The CW in talks to bring ‘Battle Royale’ to TV

Before there was The Hunger Games, there was Battle Royale. A Japanese tale of a dystopian future in which a totalitarian government kidnapped young children and forced them to battle to the death. US filmmakers attempted to bring an American remake to the silver screen long before Suzanne Collins penned her tale, but talks stalled and it looked like the project was dead. Who would want to adapt the story now, and risk looking like copycats?

Can you really seeing the CW airing this?

Well, it looks like Battle Royale US might live again, only this time it may take to the small screen. According to the LA Times, the CW is in talks to adapt the film to a one hour drama. For fans of the original film, this is sure to be a terrifying thought. HBO? Sure. AMC? Great. CW? Not so much. It’s unlikely any major network could bring a story this dark and disturbing to television in an effective manner. As brutal as the games in The Hunger Games could get, Battle Royale makes it look like a walk in the park. Can one really picture something that bloody and psychologically disturbing playing after a repeat of Gossip Girl? AMC and HBO have proven they’re willing to push the limits of what is considered acceptable for television airwaves with shows like The Walking Dead and Game of Thrones, but even Supernatural has boundaries on the gore that can be shown.

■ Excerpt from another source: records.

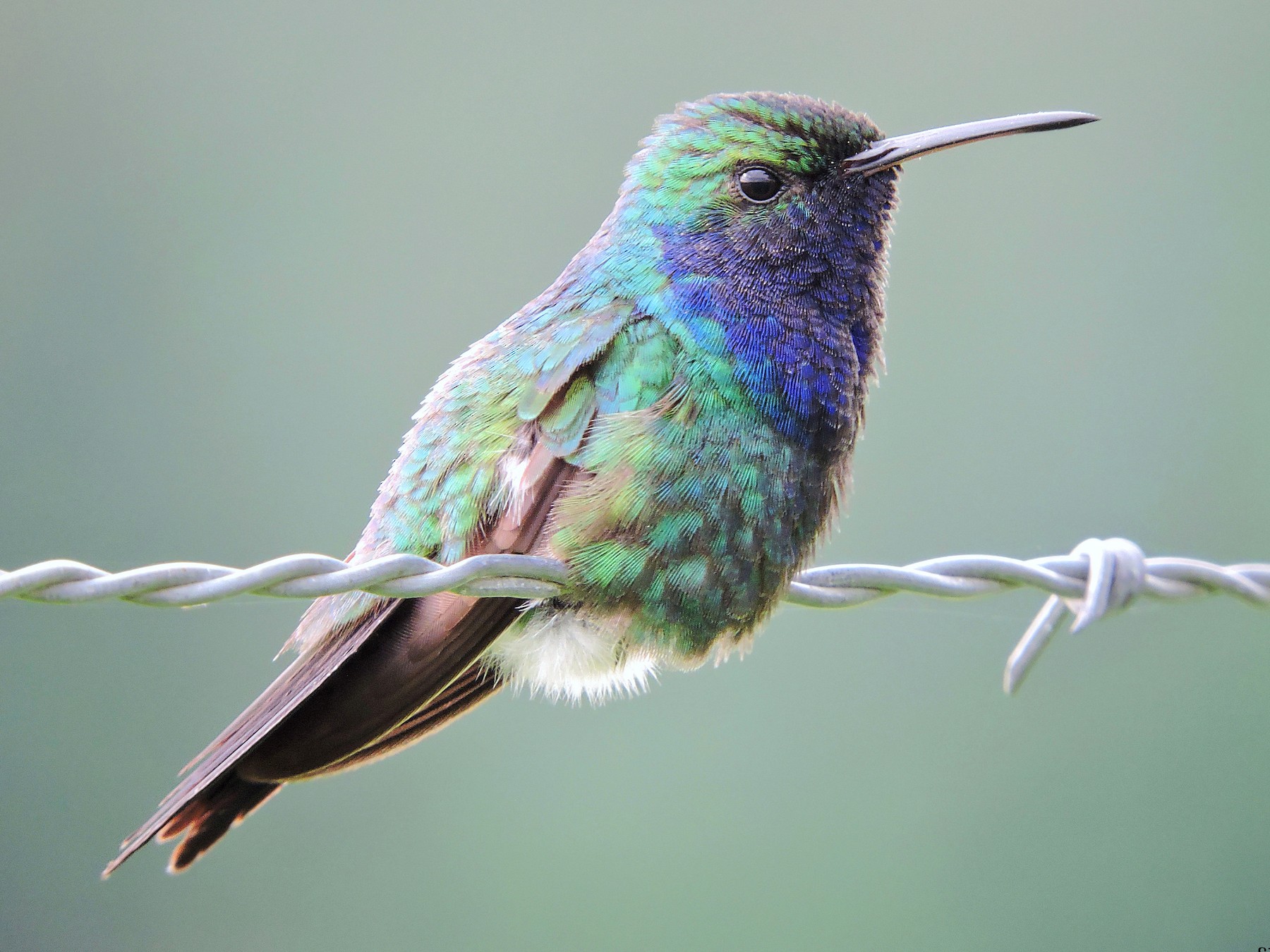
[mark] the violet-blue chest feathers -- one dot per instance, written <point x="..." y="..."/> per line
<point x="771" y="255"/>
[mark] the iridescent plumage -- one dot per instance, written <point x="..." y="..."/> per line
<point x="673" y="418"/>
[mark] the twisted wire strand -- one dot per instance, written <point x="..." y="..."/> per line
<point x="1099" y="577"/>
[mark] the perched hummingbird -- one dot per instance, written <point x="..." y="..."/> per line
<point x="673" y="419"/>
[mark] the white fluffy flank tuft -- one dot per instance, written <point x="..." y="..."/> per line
<point x="568" y="655"/>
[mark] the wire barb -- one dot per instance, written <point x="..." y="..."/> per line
<point x="1100" y="577"/>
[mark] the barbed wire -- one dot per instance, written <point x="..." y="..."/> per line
<point x="1099" y="577"/>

Still, it’s a little early to worry as these are merely talks. When asked for comment, Joyce Jun, an attorney in charge of US rights for Battle Royale, stated only that “there is no deal in place.” Add to that the fact that Japanese law states the man behind the book, Koushun Takami, must approve the project before any deal can be put in place, chances of this project actually taking off may be on the slim side. Plus, the CW is already working on another post-apolcalyptic tale of young adults battling in dystopian future, The Selection. So with any luck, fans of Battle Royale will be able to breathe safely, and continue to appreciate the original Japanese masterpiece.